Here, we ran across various ideas. The first one featured a platform that makes it easy to manage devices. The tool would pinpoint the location of all medical devices within a unit so these can be easily found, and it would also suggest when these devices need maintenance.

Another interesting tool provides real-time notifications to medical staff without needing input from patients. Medical staff would receive notifications about emergencies or medication times, for example, without the patient having to press buttons or without needing to constantly check in.

Still, possibly the largest challenge here still remains patient management. Keeping track of personal history and diagnostic for each patient in order to be able to keep track of the evolution is a big area of interest. Centralizing patient data brings us to the next point on our list…

4. Data security is paramount

Another key issue is data security and compliance. Besides regional regulations such as GDPR, data governance in healthcare also raises strong questions about privacy.

One interesting idea was creating a centralized digital system with all the available health data for a specific country. Even if this is a massive investment, its payoffs would be worth the effort, as medical personnel across the country would have access to a short medical history about the patient.

In such cases, the question of who should have access to what data comes up. Should data be available to the government, only to patients or perhaps a few family members? Once this issue is settled, appropriate measures should be implemented so the data is kept as safe as possible and to avoid unauthorized access issues.

5. Changes in research and product development

Artificial intelligence can also impact research and product development in healthcare.

One big area would be previous research programs. Currently, to pull data from existing research, researchers need to manually check various papers, a process that is both time-consuming and repetitive. An artificial intelligence solution would considerably speed up the time it takes to complete research projects, by automatically scanning for, pulling and using relevant data in various programs created by scientists.

Additionally, in new product development, simulating interactions between different substances and analyzing potential results could help get new drugs on the market faster.

6. Early adoption with considerable benefits

Currently, diagnostic apps or tools are the most popular, but there’s a lot to be improved regarding accuracy. While some exhibitors have increased the accuracy of blood test results from 60% to 80%, doctors need a higher accuracy in order to deliver high-quality services. Meanwhile, to make the most of what artificial intelligence can do, providers are working closely with medical professionals to develop reliable, efficient solutions.

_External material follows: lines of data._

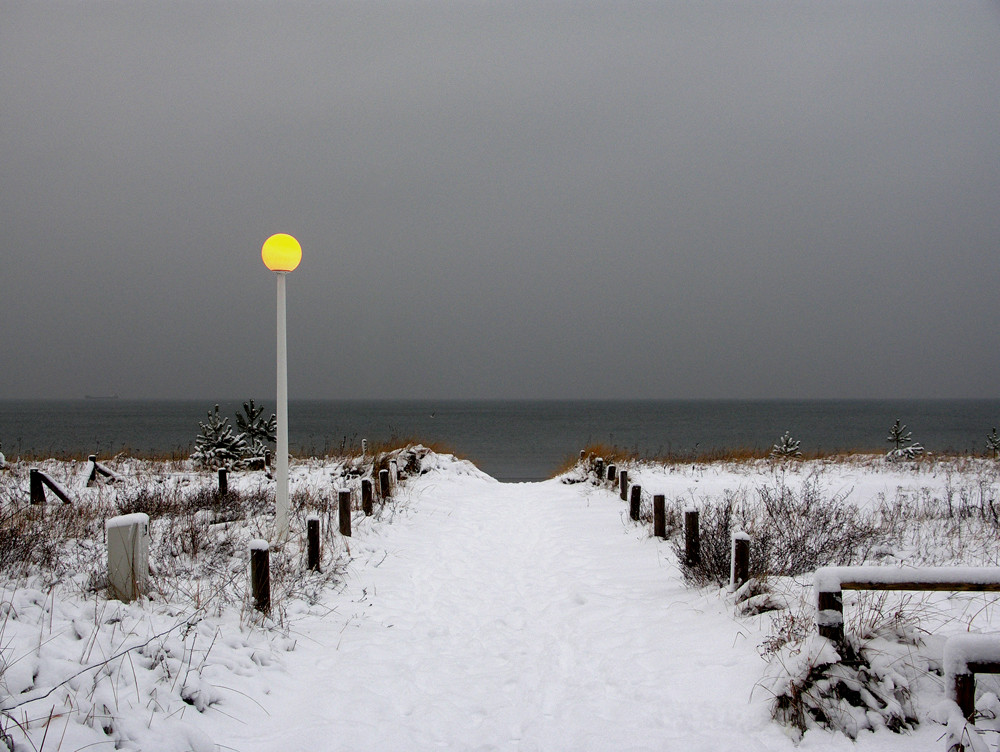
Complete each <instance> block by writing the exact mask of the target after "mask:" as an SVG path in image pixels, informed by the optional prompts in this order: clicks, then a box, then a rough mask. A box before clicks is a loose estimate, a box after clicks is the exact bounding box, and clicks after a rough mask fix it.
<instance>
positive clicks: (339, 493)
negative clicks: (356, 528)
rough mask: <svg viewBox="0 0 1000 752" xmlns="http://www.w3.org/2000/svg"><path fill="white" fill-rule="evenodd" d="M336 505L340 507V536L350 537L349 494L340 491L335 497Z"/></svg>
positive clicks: (350, 522)
mask: <svg viewBox="0 0 1000 752" xmlns="http://www.w3.org/2000/svg"><path fill="white" fill-rule="evenodd" d="M337 505H338V506H339V507H340V534H341V535H345V536H347V537H348V538H350V537H351V492H350V491H341V492H340V493H339V494H338V495H337Z"/></svg>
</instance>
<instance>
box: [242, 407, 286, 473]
mask: <svg viewBox="0 0 1000 752" xmlns="http://www.w3.org/2000/svg"><path fill="white" fill-rule="evenodd" d="M263 414H264V408H263V407H257V406H256V405H254V403H253V400H250V401H249V402H244V403H243V414H240V413H239V412H237V413H236V427H237V428H239V429H240V431H241V432H242V434H243V438H244V440H245V441H246V444H247V454H248V455H249V457H248V458H249V459H257V458H261V457H263V456H264V452H266V451H267V449H268V445H269V444H273V443H275V442H276V441H277V440H278V437H277V432H278V427H277V425H278V424H277V420H276V418H275V416H274V414H273V413H272V415H271V417H270V418H268V419H267V420H264V418H263V417H262V416H263Z"/></svg>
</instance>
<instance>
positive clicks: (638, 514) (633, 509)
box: [628, 486, 642, 520]
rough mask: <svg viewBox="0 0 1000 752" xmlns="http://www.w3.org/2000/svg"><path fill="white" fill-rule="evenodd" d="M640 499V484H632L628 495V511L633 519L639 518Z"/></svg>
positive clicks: (640, 492) (641, 496)
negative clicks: (629, 493) (629, 491)
mask: <svg viewBox="0 0 1000 752" xmlns="http://www.w3.org/2000/svg"><path fill="white" fill-rule="evenodd" d="M641 499H642V486H632V492H631V496H629V503H628V513H629V516H630V517H631V518H632V519H633V520H638V519H639V504H640V501H641Z"/></svg>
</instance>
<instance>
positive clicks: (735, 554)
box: [729, 531, 750, 590]
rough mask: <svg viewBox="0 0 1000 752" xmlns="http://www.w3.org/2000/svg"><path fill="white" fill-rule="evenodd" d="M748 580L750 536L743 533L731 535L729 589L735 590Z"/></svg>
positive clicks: (741, 532)
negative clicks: (730, 548)
mask: <svg viewBox="0 0 1000 752" xmlns="http://www.w3.org/2000/svg"><path fill="white" fill-rule="evenodd" d="M749 578H750V536H749V535H747V534H746V533H744V532H743V531H737V532H735V533H733V551H732V569H731V570H730V576H729V587H730V588H732V589H733V590H735V589H736V588H738V587H739V586H740V585H742V584H743V583H745V582H746V581H747V580H748V579H749Z"/></svg>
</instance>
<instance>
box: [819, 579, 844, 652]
mask: <svg viewBox="0 0 1000 752" xmlns="http://www.w3.org/2000/svg"><path fill="white" fill-rule="evenodd" d="M816 610H817V613H816V623H817V625H818V627H819V634H820V636H821V637H826V638H827V639H829V640H833V641H834V642H837V643H840V642H843V641H844V592H843V591H842V590H837V591H824V590H820V591H819V592H818V593H817V595H816Z"/></svg>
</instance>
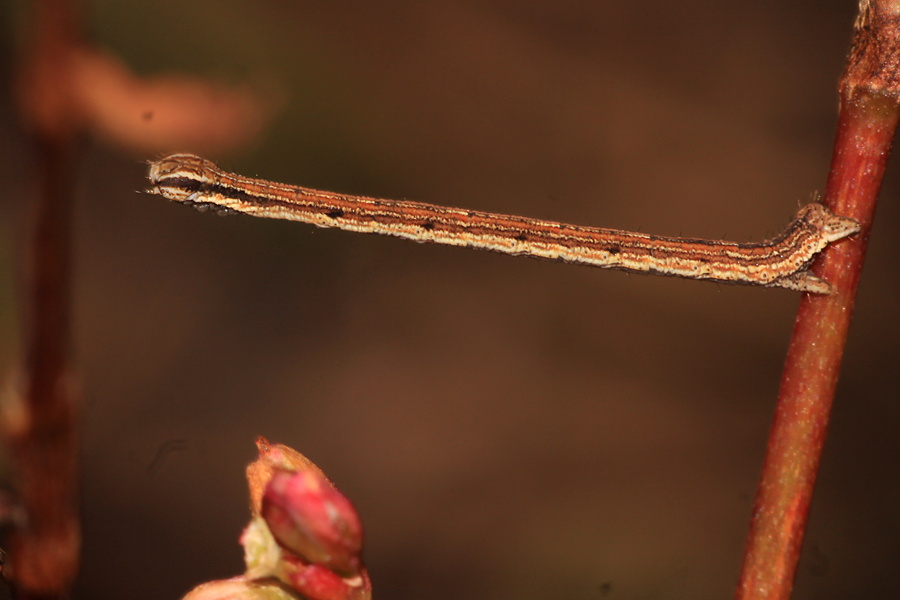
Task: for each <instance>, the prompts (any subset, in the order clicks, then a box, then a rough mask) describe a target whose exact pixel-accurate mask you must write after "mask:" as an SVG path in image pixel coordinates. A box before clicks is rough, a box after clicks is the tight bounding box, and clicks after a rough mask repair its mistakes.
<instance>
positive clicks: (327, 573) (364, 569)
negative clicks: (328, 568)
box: [285, 561, 372, 600]
mask: <svg viewBox="0 0 900 600" xmlns="http://www.w3.org/2000/svg"><path fill="white" fill-rule="evenodd" d="M285 566H287V565H285ZM290 567H291V568H289V569H287V573H286V579H287V582H288V583H289V584H290V586H291V587H292V588H293V589H294V590H296V591H298V592H300V594H301V595H302V596H303V597H304V598H308V599H309V600H371V598H372V587H371V585H370V584H369V578H368V575H366V574H365V569H363V573H362V574H361V575H354V576H352V577H347V578H343V577H341V576H340V575H338V574H336V573H335V572H334V571H331V570H329V569H327V568H326V567H323V566H322V565H306V566H302V565H301V564H300V563H297V562H296V561H294V563H293V564H292V565H290Z"/></svg>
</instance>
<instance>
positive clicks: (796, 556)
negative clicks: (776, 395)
mask: <svg viewBox="0 0 900 600" xmlns="http://www.w3.org/2000/svg"><path fill="white" fill-rule="evenodd" d="M898 4H900V3H898V2H872V3H869V2H865V1H864V2H863V3H862V5H861V16H860V19H859V20H858V21H857V26H856V34H855V37H854V43H853V51H852V53H851V57H850V61H849V66H848V69H847V71H846V72H845V74H844V78H843V79H842V81H841V108H840V113H839V117H838V127H837V136H836V139H835V144H834V154H833V157H832V163H831V171H830V173H829V177H828V183H827V184H826V187H825V203H826V205H827V206H828V207H829V208H831V209H832V210H833V211H834V212H835V213H837V214H840V215H845V216H849V217H852V218H854V219H857V220H858V221H859V222H860V225H861V227H862V230H861V231H860V233H859V235H858V236H856V237H855V238H853V239H851V240H848V241H846V242H842V243H839V244H835V245H833V246H832V247H829V248H828V250H827V251H826V252H825V253H824V256H823V257H822V258H821V259H820V260H819V261H818V263H817V264H816V266H815V267H814V271H815V273H816V274H817V275H819V276H821V277H822V278H824V279H825V280H826V281H828V282H830V283H831V284H832V288H833V289H834V292H833V293H832V295H831V296H827V297H812V296H810V295H806V296H805V297H804V298H803V300H802V301H801V304H800V309H799V312H798V315H797V320H796V323H795V325H794V334H793V338H792V339H791V344H790V348H789V350H788V356H787V360H786V363H785V368H784V372H783V374H782V379H781V388H780V390H779V394H778V403H777V406H776V408H775V418H774V421H773V423H772V429H771V432H770V436H769V444H768V447H767V452H766V459H765V463H764V465H763V472H762V477H761V481H760V484H759V488H758V490H757V497H756V502H755V504H754V509H753V515H752V519H751V524H750V531H749V534H748V539H747V547H746V550H745V555H744V565H743V569H742V572H741V578H740V581H739V584H738V588H737V594H736V597H737V598H739V599H746V600H749V599H754V600H756V599H762V598H766V599H776V598H777V599H787V598H789V597H790V594H791V589H792V587H793V582H794V576H795V574H796V571H797V561H798V559H799V557H800V549H801V545H802V541H803V533H804V530H805V528H806V521H807V516H808V514H809V506H810V502H811V500H812V493H813V488H814V486H815V481H816V475H817V473H818V467H819V461H820V458H821V454H822V447H823V445H824V442H825V436H826V432H827V429H828V418H829V415H830V411H831V405H832V400H833V398H834V391H835V388H836V386H837V379H838V373H839V370H840V364H841V358H842V356H843V351H844V345H845V341H846V337H847V330H848V328H849V326H850V318H851V316H852V313H853V304H854V301H855V298H856V288H857V284H858V282H859V276H860V273H861V271H862V265H863V261H864V258H865V251H866V243H867V241H868V235H869V230H870V228H871V225H872V218H873V215H874V212H875V205H876V201H877V198H878V193H879V191H880V188H881V181H882V177H883V175H884V169H885V166H886V164H887V159H888V156H889V155H890V150H891V144H892V141H893V138H894V132H895V130H896V128H897V123H898V119H900V108H898V101H897V99H898V93H897V90H896V88H895V85H894V83H893V79H894V77H896V75H897V72H896V65H898V64H900V63H898V58H900V52H898V51H897V49H898V45H897V44H892V43H885V42H886V41H888V42H889V41H891V40H897V39H900V38H898V36H897V32H898V31H900V18H898V15H900V11H898V6H897V5H898ZM886 82H887V83H886Z"/></svg>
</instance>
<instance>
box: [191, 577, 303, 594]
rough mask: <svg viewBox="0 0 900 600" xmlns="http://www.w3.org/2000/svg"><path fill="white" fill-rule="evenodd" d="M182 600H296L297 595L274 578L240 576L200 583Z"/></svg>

Overall, the solutions and the ideas presented during this event are all about efficiency. By automating mundane, repetitive tasks, medical professionals can actually focus on creating and delivering more value in health care, impacting the overall bottom line and patient well-being.

We’re currently in the dawn of artificial intelligence, but complete automation might not be that far away. To stay competitive, getting started with new technologies and integrating them in day-to-day operations is essential.

To sum up…

Over those two days, we interacted with scientists, investors, IT managers, healthcare directors, researchers, doctors, startup owners, and managers of the biggest national hospitals, as well as healthcare systems from all over the world. Because they are very close to patients, to any potential changes in infrastructure, they have a first-hand idea of what can be improved.

The Summit confirmed our belief about artificial intelligence in healthcare: it has tremendous potential, and even if we’re just beginning, we’re headed in the right direction. Also, the approach presented during the Summit is similar to how we work at Qubiz: research new technologies extensively and find the best way to integrate them in business.

We are thankful for the chance to meet such great people and to learn about how emerging technologies are used, current market trends and future challenges. All this will enable us to develop high-impact solutions in the healthcare industry.